BC Forest Safety Council

BC Forest Safety Council

November 20, 2006 13:01 ET

Road Safety Summit Report Targets First Nations Road Deaths

PRINCE GEORGE, BRITISH COLUMBIA--(CCNMatthews - Nov. 20, 2006) - A report resulting from a First Nations Road Summit held in northern B.C. on October 12 and 13 cites an alarming number of road deaths among First Nations people - many of whom live in communities that are only accessed via provincial forestry roads.

The author of the report, MaryAnne Arcand, Director of the BC Forest Safety Council's Forestry TruckSafe program, says 25 First Nations communities in B.C. can only be accessed by forestry roads.

"The risks to residents on these forestry roads are being compounded by increased traffic due to the Mountain Pine Beetle, increased oil & gas exploration, and forest agreements being made between government and First Nations, which is turning many bands into logging contractors," says Arcand.

The report quotes BC Injury Prevention Unit research findings, which indicate that mortality rates for First Nations in motor vehicle crashes are almost nine times higher than the provincial average. Alcohol and drugs played a significant role in the deaths of First Nations drivers and passengers, and 61 per cent of drivers who were killed in crashes were not wearing seat belts. Other major contributing factors include speed and weather conditions.

The First Nations and Roads Summit was co-hosted by the Council's Forestry TruckSafe program and RoadHealth - a coalition of provincial agencies in the north including ICBC, RCMP, Commercial Vehicle Safety Enforcement, Ministry of Forests, WorkSafeBC, BC Ambulance Service, BC Coroner's Service, Ministry of Transportation and the BC Forest Safety Council. The programs' common mandate is to reduce fatalities and injuries on B.C.'s roads.

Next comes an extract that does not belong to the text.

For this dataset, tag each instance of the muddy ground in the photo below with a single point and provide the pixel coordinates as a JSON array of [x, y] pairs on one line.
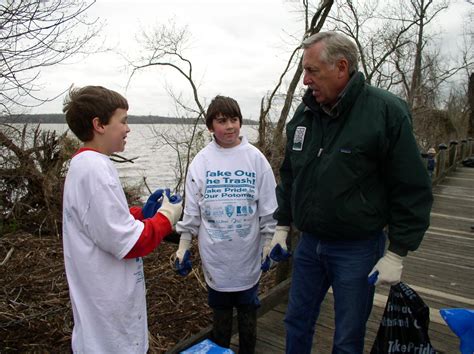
[[35, 311]]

Specific recommendations in the report include better communication between forest companies and First Nations, improved maintenance of forestry roads including dust control, resolution of jurisdictional and funding issues, and resource road driver training.

Arcand says a major step forward will be First Nations involvement in road use, planning and dealing with safety issues, along with participation in safety initiatives sponsored by the RCMP, ICBC, Forestry TruckSafe and Northern Health.

"This is a big step toward promoting safety among First Nations - many of who rely on access to their communities over forestry roads," says Arcand. "We need a coordinated approach to solving many of the issues and problems that can lead to road crashes and a strong program for prevention."

A follow-up meeting will take place in spring 2007 to review progress and identify continuing problems.